Energy consumption in deep sleep mode is 1.7mA. This is about a million times more than the theoretical minimum of the ESP32. I spent about 2 weeks trying to figure out what the problem was. After all the tricks, I managed to reduce the consumption to 10µA.
Operation at low frequencies
ESP32 can operate at both 240MHz and 80MHz. Obviously, this reduces energy consumption by running slower. But does it matter if SPI bus works at 3Mhz?
Operating mode | Average current consumption (C) | Average current consumption (C++) |
---|---|---|
240Мгц | 48.27 | 73.36 |
160Мгц | 35.81 | 50.64 |
80Мгц | 26.38 | 39.44 |
- As expected, the lower the microcontroller frequency, the lower the power consumption
- Sometimes I was able to get even lower values, but I couldn’t figure out how to reproduce them
By the way, the difference between the C and C++ versions is related to how events are processed. In the C version, all processing occurs in separate FreeRTOS tasks. I’m not even using the main task:
I (595) main_task: Returned from app_main()
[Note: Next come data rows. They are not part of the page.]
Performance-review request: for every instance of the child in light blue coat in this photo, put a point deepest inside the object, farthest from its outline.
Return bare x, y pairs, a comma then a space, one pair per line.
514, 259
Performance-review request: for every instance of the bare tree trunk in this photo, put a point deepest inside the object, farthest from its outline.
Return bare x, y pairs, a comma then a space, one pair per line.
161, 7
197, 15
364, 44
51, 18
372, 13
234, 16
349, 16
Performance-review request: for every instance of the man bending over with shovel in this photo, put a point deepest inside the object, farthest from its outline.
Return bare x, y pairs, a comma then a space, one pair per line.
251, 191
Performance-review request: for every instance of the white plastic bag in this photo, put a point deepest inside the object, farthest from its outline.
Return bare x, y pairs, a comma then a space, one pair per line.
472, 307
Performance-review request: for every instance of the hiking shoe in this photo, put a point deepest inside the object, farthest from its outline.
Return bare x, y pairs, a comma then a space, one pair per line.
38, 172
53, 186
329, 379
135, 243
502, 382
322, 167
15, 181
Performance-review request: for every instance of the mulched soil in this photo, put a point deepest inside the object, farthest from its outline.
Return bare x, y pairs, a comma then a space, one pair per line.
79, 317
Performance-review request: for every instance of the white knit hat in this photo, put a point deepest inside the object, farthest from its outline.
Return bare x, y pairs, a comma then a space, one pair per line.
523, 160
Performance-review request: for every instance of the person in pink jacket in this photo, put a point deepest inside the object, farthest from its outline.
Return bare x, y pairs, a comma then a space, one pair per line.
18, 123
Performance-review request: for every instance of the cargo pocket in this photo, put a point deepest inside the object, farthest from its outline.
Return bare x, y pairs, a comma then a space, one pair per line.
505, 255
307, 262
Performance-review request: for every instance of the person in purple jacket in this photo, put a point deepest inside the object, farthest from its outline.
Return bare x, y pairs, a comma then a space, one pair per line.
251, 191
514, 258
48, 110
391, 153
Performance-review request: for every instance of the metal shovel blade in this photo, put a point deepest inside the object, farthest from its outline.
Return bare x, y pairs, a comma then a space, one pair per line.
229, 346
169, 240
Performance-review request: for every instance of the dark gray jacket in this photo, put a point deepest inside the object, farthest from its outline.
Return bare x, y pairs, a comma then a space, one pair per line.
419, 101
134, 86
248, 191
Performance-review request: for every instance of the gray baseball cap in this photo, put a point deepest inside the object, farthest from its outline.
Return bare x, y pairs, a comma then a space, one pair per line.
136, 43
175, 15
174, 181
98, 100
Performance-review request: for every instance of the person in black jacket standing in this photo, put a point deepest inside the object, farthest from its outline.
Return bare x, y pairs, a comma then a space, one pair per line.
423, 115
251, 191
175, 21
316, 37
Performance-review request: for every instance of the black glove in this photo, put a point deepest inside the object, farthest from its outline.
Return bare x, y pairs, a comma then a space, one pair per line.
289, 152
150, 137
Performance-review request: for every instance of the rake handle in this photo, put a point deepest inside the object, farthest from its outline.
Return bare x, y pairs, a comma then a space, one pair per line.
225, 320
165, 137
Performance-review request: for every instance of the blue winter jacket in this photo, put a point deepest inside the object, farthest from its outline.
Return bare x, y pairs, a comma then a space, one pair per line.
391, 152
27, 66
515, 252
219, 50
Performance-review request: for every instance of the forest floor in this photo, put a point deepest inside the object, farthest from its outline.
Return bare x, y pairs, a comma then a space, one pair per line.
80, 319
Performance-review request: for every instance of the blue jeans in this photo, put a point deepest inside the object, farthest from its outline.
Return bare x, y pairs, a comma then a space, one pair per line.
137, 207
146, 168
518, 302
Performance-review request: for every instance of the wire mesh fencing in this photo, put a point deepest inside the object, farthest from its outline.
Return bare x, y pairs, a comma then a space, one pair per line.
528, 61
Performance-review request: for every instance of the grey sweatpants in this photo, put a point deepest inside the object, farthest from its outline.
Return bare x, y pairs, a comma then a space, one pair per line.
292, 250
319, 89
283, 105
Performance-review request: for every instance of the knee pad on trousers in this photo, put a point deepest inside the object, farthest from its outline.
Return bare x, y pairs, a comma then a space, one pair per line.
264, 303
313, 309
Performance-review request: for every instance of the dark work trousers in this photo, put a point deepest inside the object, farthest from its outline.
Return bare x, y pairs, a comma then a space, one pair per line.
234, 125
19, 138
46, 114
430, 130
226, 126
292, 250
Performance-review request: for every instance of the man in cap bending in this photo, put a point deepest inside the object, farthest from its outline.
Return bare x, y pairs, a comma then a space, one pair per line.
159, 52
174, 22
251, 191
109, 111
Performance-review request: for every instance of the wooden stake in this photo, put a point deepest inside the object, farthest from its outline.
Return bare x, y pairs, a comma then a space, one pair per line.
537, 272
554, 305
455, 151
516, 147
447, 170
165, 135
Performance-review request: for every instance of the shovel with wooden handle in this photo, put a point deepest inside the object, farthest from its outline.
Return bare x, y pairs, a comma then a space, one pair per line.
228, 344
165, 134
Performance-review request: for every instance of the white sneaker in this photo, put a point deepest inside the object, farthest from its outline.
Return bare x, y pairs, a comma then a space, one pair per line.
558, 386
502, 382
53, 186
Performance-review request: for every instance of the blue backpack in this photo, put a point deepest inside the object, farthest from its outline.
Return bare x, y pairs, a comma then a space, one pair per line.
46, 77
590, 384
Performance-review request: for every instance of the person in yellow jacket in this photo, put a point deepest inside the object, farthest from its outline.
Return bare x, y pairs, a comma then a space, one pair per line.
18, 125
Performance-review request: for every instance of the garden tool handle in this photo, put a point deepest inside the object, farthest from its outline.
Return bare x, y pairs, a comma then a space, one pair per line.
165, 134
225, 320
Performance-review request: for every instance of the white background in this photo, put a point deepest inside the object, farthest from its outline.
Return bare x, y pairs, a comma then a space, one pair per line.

But the C++ version checks events in an infinite loop. If I add a similar cycle to the C version, the energy consumption will be the same:
uint64_t counter = 0;
uint64_t active = 1000000;
while (true) {
counter++;
if (counter == active) {
counter = 0;
vTaskDelay(pdMS_TO_TICKS(5000));
}
}
UART interrupt handling
I enjoyed fiddling with energy consumption so much that I decided to measure completely strange things. For example, I became interested in how much energy is spent processing the received symbol via UART. The greatly enlarged graph looks like this:
- Each press causes a jump in current consumption of approximately 10mA and lasts approximately 1.4ms
- It’s not very clear why there are two jumps
- If you put several characters into the buffer at once using CMD+V, this will generate one interrupt and a very similar graph
If 37.32 µC are spent in 1.4 ms, and 35.11 µC are spent in idle mode during the same time, then pressing the button costs 2.21 µC.
Conclusions
- C code is on average more energy efficient by using FreeRTOS tasks rather than an infinite loop
- Using the energy consumption graph, you can find bugs in the code
- Bluetooth Low Energy is not the most predictable protocol in terms of energy consumption
- Even if the deep sleep code is called correctly, this does not guarantee that the device actually consumes little power. We need to measure!